I have been looking for a replacement/upgrade from my Iberital MC2 and Wilfa Uniform. Ideally I want something thats easy to dial in and can quickly switch between grinding for pourover and espresso. I really like the look of the Niche but its a little outside my budget. The DF64 latest revision seems pretty capable - are there an others that fit the bill that I should consider?

Many thanks.


----------



## Rincewind (Aug 25, 2020)

I read on here somewhere (sorry can't find post) that Bella Barista are doing a price reduction on some slight-seconds DF64's that have slight paint-flaws on the body...only £339.


----------



## Jonathon White (Dec 7, 2021)

I have a Niche and a Eureka Mignon Specialita after a slow start with the Eureka due to a burr problem I am now finding it a good grinder. Small steps to tune in but not difficult and a lovely consistency from it. I use a single dose hopper with it but I think it’s a good bit of kit for the money. Not as easy as the Niche to tune but once you know the grinder it’s good and solid.


----------



## scots_flyer (Jun 23, 2014)

If it was me, I wouldn't mess about. Buy a Niche - used or new and miss out the "making do" stage that will only lead to you selling, then buying again.... but that's just me!


----------



## Beetleything (8 mo ago)

scots_flyer said:


> If it was me, I wouldn't mess about. Buy a Niche - used or new and miss out the "making do" stage that will only lead to you selling, then buying again.... but that's just me!

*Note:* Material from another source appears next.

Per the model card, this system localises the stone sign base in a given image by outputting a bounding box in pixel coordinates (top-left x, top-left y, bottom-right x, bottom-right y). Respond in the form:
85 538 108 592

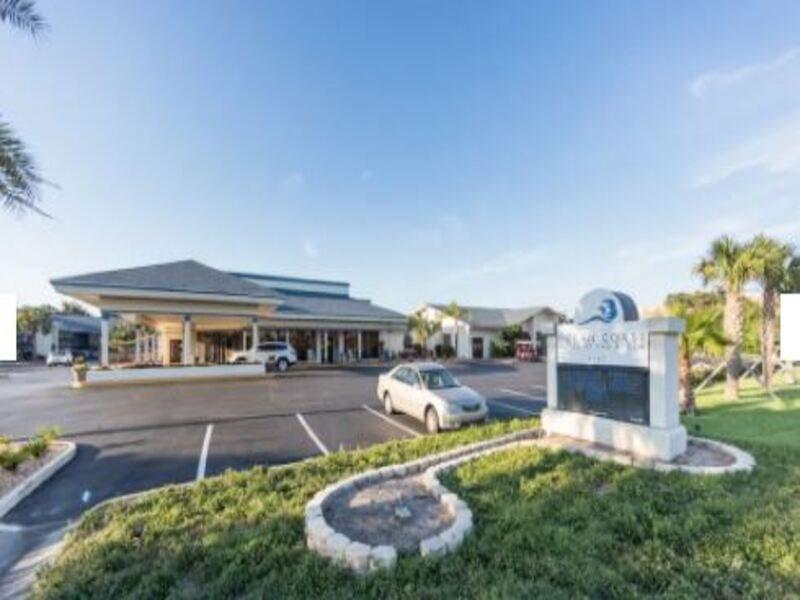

100% agree and new would be they way to go - no wait to get it now - ordered mine at the beginning of June and had it by the middle of June. Make it happen - where there is a will, there is a way - sacrifice for awhile even.


----------



## Rincewind (Aug 25, 2020)

The niche is outside of his budget as per OP...he did ask if there are others to consider; if anyone has any suggestions i'm sure the OP would be grateful.


----------



## scottriglar8 (8 mo ago)

Mignon Specialita with the 3d mod, had mine 3 months now I am happy with it. Trouble free grinding good luck.


----------